Though certainly not clear of doubt, I conclude that under Idaho law a trust deed defective in the manner presented here would be treated as a mortgage, the creditor losing only the right to nonjudicial foreclosure and the shorter 120 day period of cure as opposed to one year post-foreclosure period of redemption. Because I conclude the trust deed in question would be recognized as a mortgage by Idaho law, its recor-dation is constructive notice of the beneficiary’s lien, which would protect its rights as against subsequent purchasers or encum-brancers.

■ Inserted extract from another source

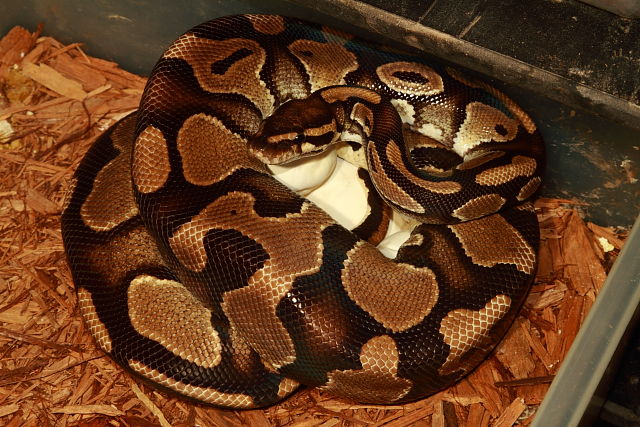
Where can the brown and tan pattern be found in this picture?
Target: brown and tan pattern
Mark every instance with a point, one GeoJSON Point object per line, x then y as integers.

Plaintiffs motion for summary judgment will be and is hereby denied, and defendants’ motion for summary judgment granted. Counsel for defendants may prepare judgment accordingly.

IT IS SO ORDERED.

. I.C. 45-1502(5) provides:

“ ‘Real property’ means any right, title, interest and claim in and to real property owned by the grantor at the date of execution of the deed of trust or acquired thereafter by said grantor or his successors in interest. Provided, nevertheless, real property as so defined which may be transferred in trust under this act shall be limited to either (a) any real property located within an incorporated city or village at the time of the transfer, or (b) any real property not exceeding twenty (20) acres, regardless of its location, and in either event where the trust deed states that the real property involved is within either of the above provisions, such statement shall be binding upon all parties and conclusive as to compliance with the provisions of this act relative to the power to make such transfer and trust and power of sale conferred in this act.”